As some people on this site might be aware I don't always take downvotes well. So here's my attempt to provide more context to my answer for whoever decided to downvote.

Note that I will confine my discussion to functions $f: D\subseteq \Bbb R \to \Bbb R$ and to ideas that should be simple enough for anyone who's taken a course in scalar calculus to understand. Let me know if I haven't succeeded in some way.

First, it'll be convenient for us to define a new notation. It's called "little oh" notation.

**Definition**: A function $f$ is called little oh of $g$ as $x\to a$, denoted $f\in o(g)$ as $x\to a$, if

$$\lim_{x\to a}\frac {f(x)}{g(x)}=0$$

Intuitively this means that $f(x)\to 0$ as $x\to a$ "faster" than $g$ does.

Here are some examples:

- $x\in o(1)$ as $x\to 0$
- $x^2 \in o(x)$ as $x\to 0$
- $x\in o(x^2)$ as $x\to \infty$
- $x-\sin(x)\in o(x)$ as $x\to 0$
- $x-\sin(x)\in o(x^2)$ as $x\to 0$
- $x-\sin(x)\not\in o(x^3)$ as $x\to 0$

Now what is an affine approximation? (Note: I prefer to call it affine rather than linear -- if you've taken linear algebra then you'll know why.) It is simply a function $T(x) = A + Bx$ that *approximates* the function in question.

Intuitively it should be clear which affine function should best approximate the function $f$ very near $a$. It should be $$L(x) = f(a) + f'(a)(x-a).$$ Why? Well consider that any affine function really only carries two pieces of information: slope and some point on the line. The function $L$ as I've defined it has the properties $L(a)=f(a)$ and $L'(a)=f'(a)$. Thus $L$ is the unique line which passes through the point $(a,f(a))$ and has the slope $f'(a)$.

But we can be a little more rigorous.
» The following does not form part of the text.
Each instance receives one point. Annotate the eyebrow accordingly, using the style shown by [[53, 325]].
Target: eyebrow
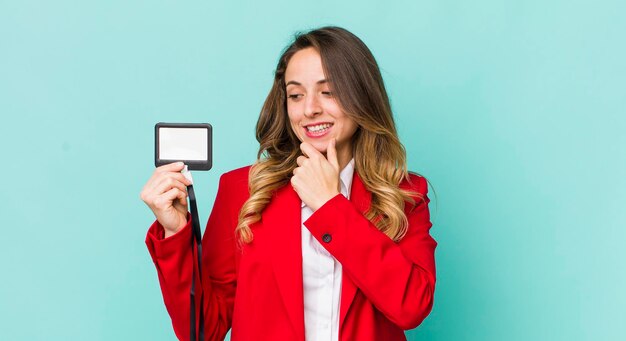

Below I give a lemma and a theorem that tell us that $L(x) = f(a) + f'(a)(x-a)$ is the **best affine approximation** of the function $f$ at $a$.

**Lemma**: If a differentiable function $f$ can be written, for all $x$ in some neighborhood of $a$, as $$f(x) = A + B\cdot(x-a) + R(x-a)$$ where $A, B$ are constants and $R\in o(x-a)$, then $A=f(a)$ and $B=f'(a)$.

**Proof**: First notice that because $f$, $A$, and $B\cdot(x-a)$ are continuous at $x=a$, $R$ must be too. Then setting $x=a$ we immediately see that $f(a)=A$.

Then, rearranging the equation we get (for all $x\ne a$)

$$\frac{f(x)-f(a)}{x-a} = \frac{f(x)-A}{x-a} = \frac{B\cdot (x-a)+R(x-a)}{x-a} = B + \frac{R(x-a)}{x-a}$$

Then taking the limit as $x\to a$ we see that $B=f'(a)$. $\ \ \ \square$

**Theorem**: A function $f$ is differentiable at $a$ iff, for all $x$ in some neighborhood of $a$, $f(x)$ can be written as
$$f(x) = f(a) + B\cdot(x-a) + R(x-a)$$ where $B \in \Bbb R$ and $R\in o(x-a)$.

**Proof**: "$\implies$": If $f$ is differentiable then $f'(a) = \lim_{x\to a} \frac{f(x)-f(a)}{x-a}$ exists. This can alternatively be written $$f'(a) = \frac{f(x)-f(a)}{x-a} + r(x-a)$$ where the "remainder function" $r$ has the property $\lim_{x \to a} r(x-a)=0$. Rearranging this equation we get $$f(x) = f(a) + f'(a)(x-a) -r(x-a)(x-a).$$ Let $R(x-a):= -r(x-a)(x-a)$. Then clearly $R\in o(x-a)$ (confirm this for yourself). So $$f(x) = f(a) + f'(a)(x-a) + R(x-a)$$ as required.

"$\impliedby$": Simple rearrangement of this equation yields

$$B + \frac{R(x-a)}{x-a}= \frac{f(x)-f(a)}{x-a}.$$ The limit as $x\to a$ of the LHS exists and thus the limit also exists for the RHS. This implies $f$ is differentiable by the standard definition of differentiability. $\ \ \ \square$

Taken together the above lemma and theorem tell us that not only is $L(x) = f(a) + f'(a)(x-a)$ the only affine function who's remainder tends to $0$ as $x\to a$ **faster** than $x-a$ itself (this is the sense in which this approximation is the *best*), but also that we can even **define the concept differentiability** by the existence of this best affine approximation.